2025-08-13 12:02:21 +00:00 · 2021-08-24 20:32:57 +08:00 · 2021-08-24 20:32:57 +08:00 · 28352b16d7
commit 28352b16d7
parent 5552571d1e
3 changed files with 357 additions and 2 deletions
--- a/docs/source/recipes/librispeech/tdnn_lstm_ctc.rst
+++ b/docs/source/recipes/librispeech/tdnn_lstm_ctc.rst
@ -0,0 +1,339 @@
+TDNN-LSTM-CTC
+=====
+
+This tutorial shows you how to run a TDNN-LSTM-CTC model with the `LibriSpeech <https://www.openslr.org/12>`_ dataset.
+
+
+.. HINT::
+
+  We assume you have read the page :ref:`install icefall` and have setup
+  the environment for ``icefall``.
+
+
+Data preparation
+----------------
+
+.. code-block:: bash
+
+  $ cd egs/librispeech/ASR
+  $ ./prepare.sh
+
+The script ``./prepare.sh`` handles the data preparation for you, **automagically**.
+All you need to do is to run it.
+
+The data preparation contains several stages, you can use the following two
+options:
+
+  - ``--stage``
+  - ``--stop-stage``
+
+to control which stage(s) should be run. By default, all stages are executed.
+
+
+For example,
+
+.. code-block:: bash
+
+  $ cd egs/yesno/ASR
+  $ ./prepare.sh --stage 0 --stop-stage 0
+
+means to run only stage 0.
+
+To run stage 2 to stage 5, use:
+
+.. code-block:: bash
+
+  $ ./prepare.sh --stage 2 --stop-stage 5
+
+
+Training
+--------
+
+Now describing the training of TDNN-LSTM-CTC model, contained in
+the `tdnn_lstm_ctc <https://github.com/k2-fsa/icefall/tree/master/egs/librispeech/ASR/tdnn_lstm_ctc>`_
+folder.
+
+The command to run the training part is:
+
+.. code-block:: bash
+
+  $ cd egs/librispeech/ASR
+  $ export CUDA_VISIBLE_DEVICES="0,1,2,3"
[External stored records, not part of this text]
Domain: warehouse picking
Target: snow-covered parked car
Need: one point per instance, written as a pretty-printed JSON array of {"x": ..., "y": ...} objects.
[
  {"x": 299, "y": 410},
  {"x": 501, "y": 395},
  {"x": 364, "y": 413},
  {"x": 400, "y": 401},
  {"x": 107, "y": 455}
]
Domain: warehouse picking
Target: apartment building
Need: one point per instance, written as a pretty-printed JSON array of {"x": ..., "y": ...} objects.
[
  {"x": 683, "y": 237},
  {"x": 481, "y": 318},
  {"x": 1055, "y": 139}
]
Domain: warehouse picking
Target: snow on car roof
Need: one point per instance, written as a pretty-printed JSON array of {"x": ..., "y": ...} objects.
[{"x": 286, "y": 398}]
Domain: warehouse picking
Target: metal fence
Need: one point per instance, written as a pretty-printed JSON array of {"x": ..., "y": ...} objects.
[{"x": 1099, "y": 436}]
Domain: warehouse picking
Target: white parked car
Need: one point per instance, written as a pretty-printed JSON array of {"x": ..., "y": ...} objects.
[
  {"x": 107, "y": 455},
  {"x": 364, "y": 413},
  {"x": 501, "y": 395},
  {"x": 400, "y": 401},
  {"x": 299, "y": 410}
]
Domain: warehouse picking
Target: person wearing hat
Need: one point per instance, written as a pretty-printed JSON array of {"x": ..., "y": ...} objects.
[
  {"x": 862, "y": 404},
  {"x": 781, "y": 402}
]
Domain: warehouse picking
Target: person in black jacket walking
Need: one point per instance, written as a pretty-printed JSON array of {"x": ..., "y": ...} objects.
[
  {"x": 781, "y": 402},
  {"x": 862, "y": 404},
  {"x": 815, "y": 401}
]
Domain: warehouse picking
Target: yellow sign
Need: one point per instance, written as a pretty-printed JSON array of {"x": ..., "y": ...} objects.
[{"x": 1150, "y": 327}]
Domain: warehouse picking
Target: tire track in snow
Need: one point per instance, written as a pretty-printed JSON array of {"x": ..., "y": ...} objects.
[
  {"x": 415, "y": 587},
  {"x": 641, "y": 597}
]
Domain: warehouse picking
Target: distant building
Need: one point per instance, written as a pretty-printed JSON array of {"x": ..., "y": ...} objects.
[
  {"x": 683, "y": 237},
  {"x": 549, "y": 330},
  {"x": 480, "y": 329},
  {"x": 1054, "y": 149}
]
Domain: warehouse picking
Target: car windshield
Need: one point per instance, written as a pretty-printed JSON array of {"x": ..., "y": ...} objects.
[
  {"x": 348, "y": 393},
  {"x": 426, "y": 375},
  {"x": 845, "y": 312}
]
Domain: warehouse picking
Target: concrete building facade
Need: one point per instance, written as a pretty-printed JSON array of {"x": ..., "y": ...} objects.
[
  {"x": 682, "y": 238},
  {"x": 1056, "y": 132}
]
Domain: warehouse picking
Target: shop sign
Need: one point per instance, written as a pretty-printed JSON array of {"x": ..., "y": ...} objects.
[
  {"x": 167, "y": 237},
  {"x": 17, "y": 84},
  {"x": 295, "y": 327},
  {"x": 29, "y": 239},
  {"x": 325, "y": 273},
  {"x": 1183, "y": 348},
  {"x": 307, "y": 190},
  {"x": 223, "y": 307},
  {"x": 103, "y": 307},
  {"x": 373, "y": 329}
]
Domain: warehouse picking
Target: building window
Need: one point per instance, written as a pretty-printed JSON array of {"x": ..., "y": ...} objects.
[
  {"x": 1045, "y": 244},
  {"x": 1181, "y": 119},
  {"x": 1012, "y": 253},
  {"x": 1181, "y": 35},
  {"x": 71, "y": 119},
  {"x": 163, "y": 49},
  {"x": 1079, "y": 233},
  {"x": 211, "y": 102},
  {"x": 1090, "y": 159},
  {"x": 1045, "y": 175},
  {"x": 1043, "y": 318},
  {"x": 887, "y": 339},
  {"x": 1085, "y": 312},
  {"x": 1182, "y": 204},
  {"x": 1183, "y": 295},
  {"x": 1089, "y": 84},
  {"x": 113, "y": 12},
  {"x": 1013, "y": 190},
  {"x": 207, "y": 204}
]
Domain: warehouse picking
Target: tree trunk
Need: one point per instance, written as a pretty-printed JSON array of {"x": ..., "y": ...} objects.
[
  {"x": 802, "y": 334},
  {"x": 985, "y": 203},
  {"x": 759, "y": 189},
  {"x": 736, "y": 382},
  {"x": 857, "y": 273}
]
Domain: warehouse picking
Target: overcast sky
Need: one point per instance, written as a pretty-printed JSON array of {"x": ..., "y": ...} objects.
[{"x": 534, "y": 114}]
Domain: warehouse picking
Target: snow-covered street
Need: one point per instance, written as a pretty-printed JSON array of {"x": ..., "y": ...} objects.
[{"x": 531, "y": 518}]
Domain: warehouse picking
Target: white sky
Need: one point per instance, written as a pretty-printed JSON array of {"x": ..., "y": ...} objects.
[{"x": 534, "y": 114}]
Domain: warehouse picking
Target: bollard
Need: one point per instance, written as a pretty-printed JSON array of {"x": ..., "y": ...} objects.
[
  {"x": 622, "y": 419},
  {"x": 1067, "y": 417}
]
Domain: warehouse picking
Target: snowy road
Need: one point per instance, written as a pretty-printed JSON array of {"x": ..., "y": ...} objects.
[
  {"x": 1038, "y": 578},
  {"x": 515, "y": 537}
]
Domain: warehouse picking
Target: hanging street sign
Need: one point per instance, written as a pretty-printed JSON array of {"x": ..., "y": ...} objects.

+  $ ./tdnn_lstm_ctc/train.py --world-size 4
+
+By default, it will run ``20`` epochs. Training logs and checkpoints are saved
+in ``tdnn_lstm_ctc/exp``.
+
+In ``tdnn_lstm_ctc/exp``, you will find the following files:
+
+  - ``epoch-0.pt``, ``epoch-1.pt``, ..., ``epoch-19.pt``
+
+    These are checkpoint files, containing model ``state_dict`` and optimizer ``state_dict``.
+    To resume training from some checkpoint, say ``epoch-10.pt``, you can use:
+
+      .. code-block:: bash
+
+        $ ./tdnn_lstm_ctc/train.py --start-epoch 11
+
+  - ``tensorboard/``
+
+    This folder contains TensorBoard logs. Training loss, validation loss, learning
+    rate, etc, are recorded in these logs. You can visualize them by:
+
+      .. code-block:: bash
+
+        $ cd tdnn_lstm_ctc/exp/tensorboard
+        $ tensorboard dev upload --logdir . --description "TDNN LSTM training for librispeech with icefall"
+
+    It will print something like below:
+
+      .. code-block::
+
+        TensorFlow installation not found - running with reduced feature set.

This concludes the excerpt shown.